Building on current trends, one could argue that generative artificial intelligence will be a powerful driver for increasing digitization. It can significantly boost the quantity and quality of digital content. The ultimate tool would be a single model for creating many types of media that can be handled by professionals and non-professionals alike using natural language.
Stable Diffusion lead thinks an AI-generated Holodeck is doable in a few years
The comments made by Emad Mostaque, CEO of Stability AI, in a Reddit AMA should be seen in the context of the above thesis. Stability AI is the startup behind the open-source image AI Stable Diffusion mentioned at the beginning of this article.

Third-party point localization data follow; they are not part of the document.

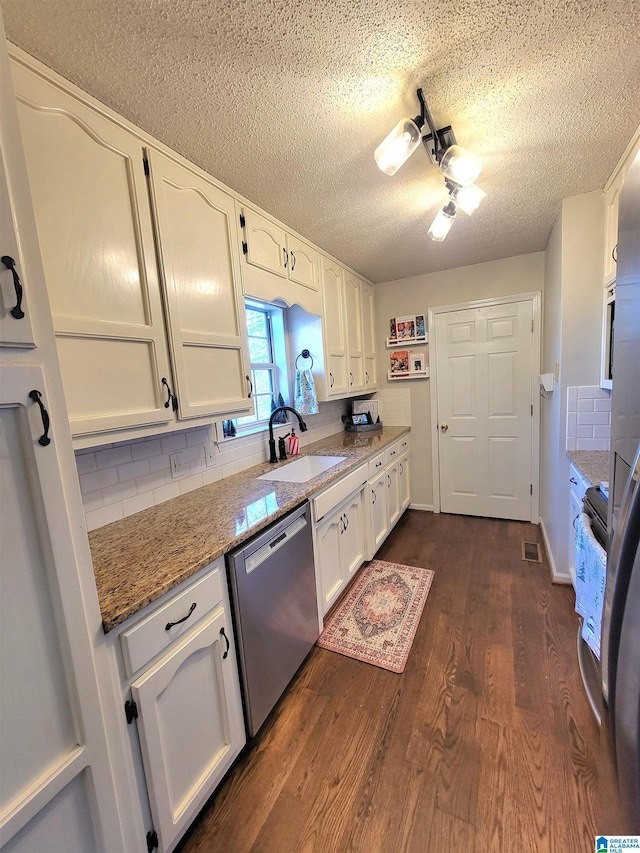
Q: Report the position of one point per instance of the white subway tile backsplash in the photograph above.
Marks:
(119, 492)
(133, 470)
(105, 515)
(98, 480)
(146, 448)
(119, 480)
(86, 463)
(171, 443)
(588, 418)
(113, 456)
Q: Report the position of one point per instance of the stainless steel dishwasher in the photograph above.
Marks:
(273, 588)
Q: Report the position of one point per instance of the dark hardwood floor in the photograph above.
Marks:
(485, 742)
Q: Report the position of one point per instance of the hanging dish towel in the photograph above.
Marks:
(591, 568)
(304, 394)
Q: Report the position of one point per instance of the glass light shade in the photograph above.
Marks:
(396, 148)
(441, 225)
(460, 165)
(470, 198)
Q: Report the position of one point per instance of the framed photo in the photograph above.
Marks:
(359, 419)
(418, 362)
(400, 361)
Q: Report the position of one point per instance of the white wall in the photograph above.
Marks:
(416, 295)
(572, 332)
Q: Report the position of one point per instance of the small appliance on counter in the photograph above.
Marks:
(364, 417)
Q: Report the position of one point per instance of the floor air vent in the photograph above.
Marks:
(531, 552)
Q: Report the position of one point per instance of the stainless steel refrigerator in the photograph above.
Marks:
(621, 617)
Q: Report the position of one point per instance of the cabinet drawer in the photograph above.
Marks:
(392, 453)
(150, 636)
(376, 465)
(336, 493)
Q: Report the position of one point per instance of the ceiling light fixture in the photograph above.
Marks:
(459, 166)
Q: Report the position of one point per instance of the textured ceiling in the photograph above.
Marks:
(286, 100)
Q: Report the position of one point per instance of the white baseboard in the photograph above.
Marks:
(556, 576)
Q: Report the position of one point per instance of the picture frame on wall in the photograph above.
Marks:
(406, 327)
(400, 361)
(418, 362)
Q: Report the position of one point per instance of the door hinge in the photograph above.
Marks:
(130, 711)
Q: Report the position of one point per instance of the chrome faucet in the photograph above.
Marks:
(272, 441)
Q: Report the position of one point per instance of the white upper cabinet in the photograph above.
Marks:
(94, 226)
(199, 267)
(303, 263)
(277, 264)
(334, 329)
(264, 243)
(369, 337)
(15, 318)
(355, 343)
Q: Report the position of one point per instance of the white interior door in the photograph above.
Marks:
(484, 409)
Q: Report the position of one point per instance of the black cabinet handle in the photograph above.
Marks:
(222, 634)
(16, 312)
(44, 439)
(184, 618)
(172, 400)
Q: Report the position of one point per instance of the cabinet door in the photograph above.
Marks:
(355, 346)
(15, 317)
(353, 537)
(393, 493)
(404, 492)
(303, 263)
(378, 508)
(55, 771)
(334, 328)
(200, 272)
(94, 226)
(327, 554)
(190, 724)
(368, 337)
(265, 243)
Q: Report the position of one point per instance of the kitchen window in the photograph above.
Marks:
(268, 363)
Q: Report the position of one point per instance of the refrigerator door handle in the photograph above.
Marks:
(619, 565)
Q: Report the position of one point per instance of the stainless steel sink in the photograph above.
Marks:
(302, 470)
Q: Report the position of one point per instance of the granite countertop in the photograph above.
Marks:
(592, 464)
(140, 558)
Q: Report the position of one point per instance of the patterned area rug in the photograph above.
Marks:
(377, 619)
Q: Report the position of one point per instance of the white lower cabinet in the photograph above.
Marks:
(388, 493)
(340, 544)
(188, 705)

Mostaque cites an experience similar to the Oasis from the VR science fiction film Ready Player One or the famous Holodeck from Star Trek as the goal for the company's generative AI models.
This AI system should continue to be open source so that anyone can "create anything they can imagine." This, he said, requires "full multimodality" in AI models, i.e. generative AI systems that are trained with many contents and data formats.
Mostaque says Stabililty AI is already in talks with game studios and other companies that have access to 3D data for data capture. "Yes, we'll be doing something like the Holodeck in a few years," Mostaque says when asked about generative AI for VR and gaming.
Midjourney CEO David Holz voiced similar thoughts not long ago. He expects AI-generated real-time video games to emerge in ten years. Recently, a developer gave a taste of how Stable Diffusion might be implemented in VR worlds.
Mostaque hints at better models and possible copyright solution for Stable Diffusion
In the near future, Mostaque announced more significant improvements for Stable Diffusion. Stability AI is currently training models with billions of parameters, which will then be optimized.
"You can think of this like bulking and cutting as we then optimise them. I personally expect models to run on the edge in future at way above MJ v4 or DALLE 2 quality. Future being next year or two," Mostaque says.
The CEO also addresses criticism of the current model, which uses copyrighted data for AI training. This allows it to generate images in the style of renowned artists, if their names are included in the prompt. It works the same way with the competitors DALL-E 2 and Midjourney.
"We are working on fully licensed datasets plus opt-out mechanisms for future model development that we do and support. We will make some announcements about this soon. It should be noted that these models are unlikely to 'mature' for the next year so will get upgraded regularly," Mostaque says.
According to Mostaque, Stability AI is also in discussions with governments about open-source datasets and models, and is working on international AI education initiatives.